Vegan Mac and Cheese
- shelbylstaub
- Nov 17, 2018
- 2 min read
Updated: Mar 31, 2020
Mac and cheese used to be one of my favorite guilty pleasures. I was so happy to find a way to create the same satisfaction of mac and cheese by using vegetables! This has to be one of my favorite vegan comfort foods.

Ingredients
(Serves 4)
1. 500g pasta (I used wholegrain)
2. 1 cup cashews (soaked)
3. 1 cup non-dairy milk + more to get the right consistency
4. 1/2 cup nutritional yeast
5. 1 cup of chopped butternut squash
7. 1 onion
8. 4 cloves of garlic
9. 1 tsp wholegrain mustard
10. 1 tbsp tomato puree
11. 1 tsp hot sauce
12. 1 chilli
13. 1/2 tsp paprika
14. 1 tsp chilli flakes
15. Juice 1/2 lemon
16. Salt/pepper
17. 1 tsp thyme
Toppings (optional)
1. Handful of cherry vine tomatoes
2. Handful of green olives
3. 1 tsp olive oil
4. Salt/pepper to taste
5. 1 tsp thyme
Instructions
1. Start by chopping the butternut squash into cubes. Place in a steamer and let it steam for 15 - 20 minutes until soft.
2. In the meantime, you can cook the pasta as instructed on the package and put the tomatoes and olives in the oven. Slice the tomatoes and olives in half and place in a small backing tray with a drizzle of olive oil, salt/pepper and thyme. Place in the oven for 15 minutes.

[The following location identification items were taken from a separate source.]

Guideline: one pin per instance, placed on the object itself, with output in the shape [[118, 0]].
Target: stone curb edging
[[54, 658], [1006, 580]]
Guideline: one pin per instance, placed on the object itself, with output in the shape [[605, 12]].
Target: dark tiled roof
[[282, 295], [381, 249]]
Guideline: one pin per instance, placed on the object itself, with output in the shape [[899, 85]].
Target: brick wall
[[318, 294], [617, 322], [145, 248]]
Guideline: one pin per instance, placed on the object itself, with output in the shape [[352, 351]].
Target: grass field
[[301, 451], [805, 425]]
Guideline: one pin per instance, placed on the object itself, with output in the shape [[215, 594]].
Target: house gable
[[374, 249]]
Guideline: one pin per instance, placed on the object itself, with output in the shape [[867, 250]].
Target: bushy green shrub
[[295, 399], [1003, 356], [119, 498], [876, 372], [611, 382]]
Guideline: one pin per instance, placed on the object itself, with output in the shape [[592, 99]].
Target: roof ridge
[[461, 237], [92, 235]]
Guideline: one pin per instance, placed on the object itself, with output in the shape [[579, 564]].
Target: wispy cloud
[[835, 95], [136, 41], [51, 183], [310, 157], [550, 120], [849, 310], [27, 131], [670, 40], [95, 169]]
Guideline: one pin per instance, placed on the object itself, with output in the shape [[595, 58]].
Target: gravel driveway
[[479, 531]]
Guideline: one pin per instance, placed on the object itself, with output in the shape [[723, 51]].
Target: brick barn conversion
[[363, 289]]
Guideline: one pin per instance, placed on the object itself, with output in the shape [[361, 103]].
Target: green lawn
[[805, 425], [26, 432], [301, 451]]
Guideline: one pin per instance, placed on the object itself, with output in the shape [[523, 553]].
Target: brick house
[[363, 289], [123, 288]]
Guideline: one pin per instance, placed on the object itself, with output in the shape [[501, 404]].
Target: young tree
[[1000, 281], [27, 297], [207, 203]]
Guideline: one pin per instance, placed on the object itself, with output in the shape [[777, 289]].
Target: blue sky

3. Fry the onion, garlic and leave to the side.
4. Once the vegetables are cooked, you can add all of the ingredients into a blender: onion, garlic, butternut squash, soaked cashews, almond milk, nutritional yeast, mustard, tomato puree, chilli, hot sauce, lemon juice and spices.
5. Blend all ingredients until a smooth, cheesy sauce is created. You may need to occasionally add more almond milk to get the right consistency.
6. Add the cheese sauce to a pot to heat up and then throw in the pasta. Give it a stir and it's good to go!
7. By this time, your roasted cherry tomatoes and olives should be ready to take out of the oven. Place as much as you like on top of your mac and cheese and serve.